A radiation oncologist, Hahn took over as FDA chief in December after a stint as chief medical officer at Houston’s M.D. Anderson Cancer Center. In the email out yesterday, Hahn focused on three areas: better acquisition, integration and use of data; patient- and consumer-empowerment; and innovation, choice and competition.
“I strongly believe that we need to do everything we can to attain more and better data for the work we’re doing, to be more proactive in gathering data, and to be more creative and thorough in our analysis of it,” Hahn said. “By harnessing this power, we can improve our regulatory decision-making and more effectively connect today’s groundbreaking scientific discoveries with the rapid development and approval of new products.”
Patient groups and media organizations have lambasted the agency in recent years for keeping secret caches of data on medical device-related adverse events, for inconsistent and incomplete reporting of adverse events in its public database, and for failing to take action even after multiple reports of serious patient injuries and deaths. The agency has said it relies on medtech companies to submit complete reports once they’ve been notified of problems with a device.
A July 2019 article in the journal Science noted that FDA enforcement actions have plummeted during the Trump administration, most steeply from the agency’s Center for Devices and Radiological Health (CDRH). Warnings from CDRH, which regulates medtech, have dropped by two-thirds, the article said.
Hahn also promised to focus on staff recruitment and retention and reiterated a goal of previous FDA administrator Scott Gottlieb for the agency to use more real-world evidence such as electronic health records, clinical trials, medical studies and patient registries. The term “real-world evidence” includes information generated during routine clinical practice and generally means observational data obtained from sources other than randomized clinical trials, which are subject to controls.
“My hope is that consumers may be even more informed and aware about the entire lifecycle of products we regulate in order to live more healthy and productive lives,” Hahn said. “To this end, I look forward to engaging and hearing from our many stakeholders, including those representing patients, families, consumers and health professional organizations.”
Like his predecessors, Hahn also stressed balancing speedy approval of new products with the integrity of sponsor data and the approval process.
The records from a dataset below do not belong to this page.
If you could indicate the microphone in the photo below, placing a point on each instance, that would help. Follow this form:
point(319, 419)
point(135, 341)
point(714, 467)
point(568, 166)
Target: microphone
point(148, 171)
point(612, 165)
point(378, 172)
Critics have taken the agency to task for allowing certain devices on the market without sufficient testing and oversight.
“This will allow us to support innovation and the development of newer, more effective products while maintaining the FDA’s gold standard for safety and effectiveness,” Hahn said. “I am proud the FDA has made tremendous strides in promoting such innovation, as I believe it provides more choices and healthy competition for America consumers and medical providers. I look to further advancing scientific and medical progress with you and to ensuring that we provide the support and information about our regulatory requirements to innovators.”